El diario de la tristeza

Accidente.

Ese día había salido de trabajar a las once de la noche, hambriento,  cansado y con sueño. Quince horas de trabajo sin descanso me había dejado agotado. Caminaba a casa mientras pensaba qué llevarle a mis pequeños para que pudieran comer algo antes de dormir; la culpa por no tener dinero suficiente para que mis dos angelitos no pasaran malos momentos por necesidades me mataba, junto a todo el estrés producido por toda una semana sin descanso ni tiempo suficiente para dormir como debía.

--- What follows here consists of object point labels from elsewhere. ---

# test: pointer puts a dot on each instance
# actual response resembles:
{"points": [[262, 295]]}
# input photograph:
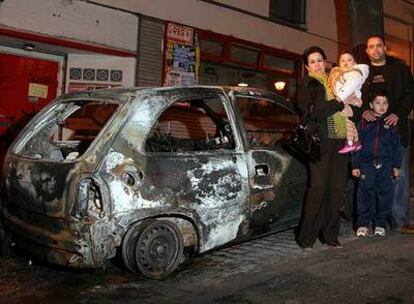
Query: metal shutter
{"points": [[149, 70]]}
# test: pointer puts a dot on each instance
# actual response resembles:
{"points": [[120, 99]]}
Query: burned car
{"points": [[150, 174]]}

Logré ver una panadería en la siguiente calle, el delicioso olor  incrementó y me llamó como un imán al metal. <<A ellos les encantara>>, pensaba. La ilusión de ver a mis pequeñas criaturas felices con grandes sonrisas en sus rostros de angelitos, devorando la comida, me hacía feliz.

Ya casi llegaba, solo debía cruzar al otro lado de la calle. Mi emoción era grande, tan grande que no me permitió divisar el gran camión que iba cruzando e impactó mi cuerpo,  lanzándolo a la fría carretera. 

 Dicen que los muertos no sienten, que ya no son conscientes de nada, pero sentí que mi corazón era exprimido al momento que vi a mi esposa y mis pequeños, destrozados llorando junto al ataúd donde reposaba lo que quedaba de mi cuerpo inerte.

Después de la muerte sí hay algo, y después de la mía solo hubo un pensamiento: ¿Qué comerán mis niños? 

Es lo que me mata cada día, a pesar de ya estar muerto.